Congratulations to Associate Professor Simon Ryan, who last month marked 25 years working at ACU.
Associate Professor Simon Ryan began working at ACU in 1993, commencing as an Associate Lecturer in Literature in the School of Arts in Queensland.
Simon began with a blank slate in Literature and has helped to build the discipline into the most popular major within the School of Arts. He has written over twenty units over the 25 years of his career, covering almost all aspects of the discipline of Literature.
Simon is also the author of The Cartographic Eye: How Explorers Saw Australia, which was published by Cambridge University Press in 1996.
The book was widely distributed, has been used as part of numerous university courses and was short-listed for the New South Wales Premier’s Literary Awards.

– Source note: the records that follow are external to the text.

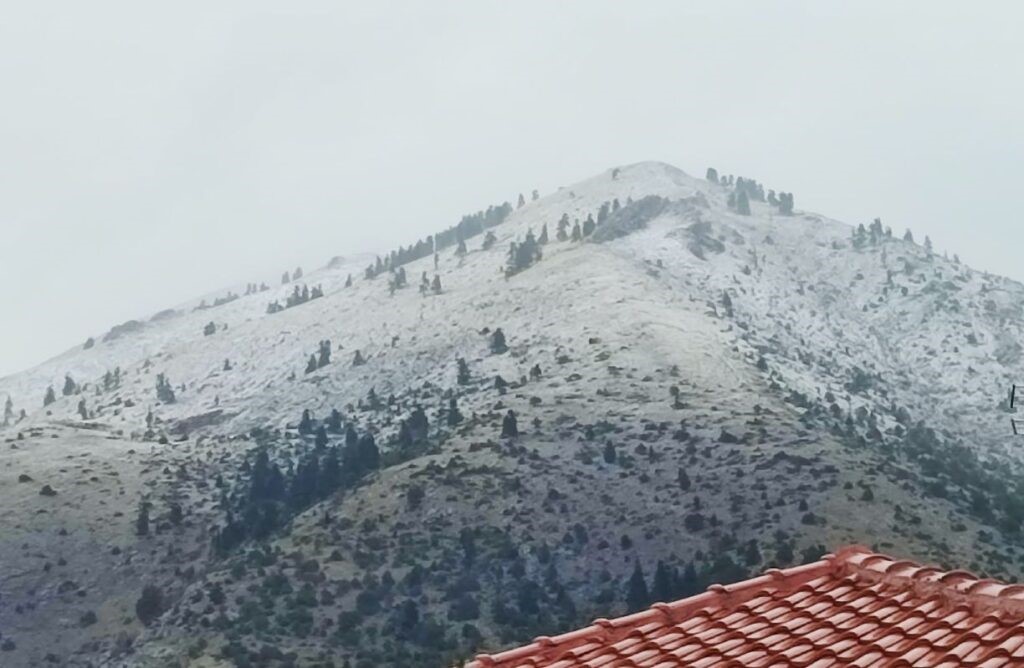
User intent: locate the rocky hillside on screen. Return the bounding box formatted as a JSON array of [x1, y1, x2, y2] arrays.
[[0, 163, 1024, 668]]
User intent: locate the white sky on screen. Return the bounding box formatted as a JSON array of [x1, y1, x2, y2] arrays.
[[0, 0, 1024, 375]]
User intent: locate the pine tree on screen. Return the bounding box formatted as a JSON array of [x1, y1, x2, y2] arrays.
[[135, 501, 150, 536], [583, 213, 597, 237], [569, 220, 583, 241], [316, 339, 331, 369], [650, 559, 675, 603], [604, 441, 616, 464], [555, 213, 569, 241], [299, 409, 313, 434], [447, 396, 462, 427], [676, 467, 690, 492], [490, 327, 509, 354], [736, 191, 751, 216], [157, 373, 177, 404], [675, 561, 700, 598], [327, 408, 341, 433], [502, 409, 519, 439], [626, 560, 650, 613]]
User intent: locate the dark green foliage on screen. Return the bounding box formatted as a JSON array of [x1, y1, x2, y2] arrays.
[[135, 585, 164, 626], [157, 374, 176, 404], [490, 327, 509, 354], [604, 441, 615, 464], [505, 231, 541, 277], [650, 559, 676, 603], [736, 191, 751, 216], [135, 501, 150, 536], [502, 410, 519, 439], [626, 560, 651, 613]]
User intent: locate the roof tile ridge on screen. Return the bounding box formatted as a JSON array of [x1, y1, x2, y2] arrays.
[[843, 553, 1024, 621]]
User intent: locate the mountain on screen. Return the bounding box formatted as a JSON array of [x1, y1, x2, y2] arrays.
[[0, 162, 1024, 667]]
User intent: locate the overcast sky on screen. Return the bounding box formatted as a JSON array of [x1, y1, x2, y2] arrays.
[[0, 0, 1024, 375]]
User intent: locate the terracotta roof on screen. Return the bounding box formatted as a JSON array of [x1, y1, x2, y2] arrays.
[[469, 546, 1024, 668]]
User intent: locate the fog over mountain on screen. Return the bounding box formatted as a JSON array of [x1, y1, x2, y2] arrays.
[[0, 162, 1024, 667], [0, 1, 1024, 375]]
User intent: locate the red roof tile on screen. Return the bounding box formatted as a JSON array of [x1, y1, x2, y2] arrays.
[[470, 546, 1024, 668]]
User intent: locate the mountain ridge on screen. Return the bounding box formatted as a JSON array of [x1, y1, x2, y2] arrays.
[[0, 162, 1024, 665]]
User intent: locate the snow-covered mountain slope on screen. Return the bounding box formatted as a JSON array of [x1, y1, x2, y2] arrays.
[[0, 163, 1024, 665]]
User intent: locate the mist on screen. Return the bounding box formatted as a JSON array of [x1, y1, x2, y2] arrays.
[[0, 2, 1024, 375]]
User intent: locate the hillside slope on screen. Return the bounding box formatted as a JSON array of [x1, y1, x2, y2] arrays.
[[0, 163, 1024, 666]]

His other research has included an edited collection, The Body in the Library, and numerous articles on travel writing, Australian literature and issues in national identity. His most recent article concerned the popular Australian author Ion Idriess and how his book, Lasseter’s Last Ride, mythologized the mysterious figure of Harold Lasseter who perished searching for gold in central Australia.
Simon is also interested in the role of metacognition, contextual knowledge and literary analysis. Publications stemming from his 2011 Research Masters in Higher Education considered the role of background knowledge in literary analysis and how a strategy of generating elaborative (or ‘why’) questions might assist readers whose contextual knowledge was variable. Simon has a strong belief that excellent teaching needs to be girded by research into disciplinary areas or educational strategies.
In recognition of his efforts in teaching and learning, Simon has received the ACU Excellence in Teaching Award, ACU Citation for Outstanding Contribution to Student Learning and an international Award for Innovative Excellence in Teaching, Learning and Technology. In 2013 he also received an Office of Learning and Teaching Citation for Outstanding Contribution to Student Learning.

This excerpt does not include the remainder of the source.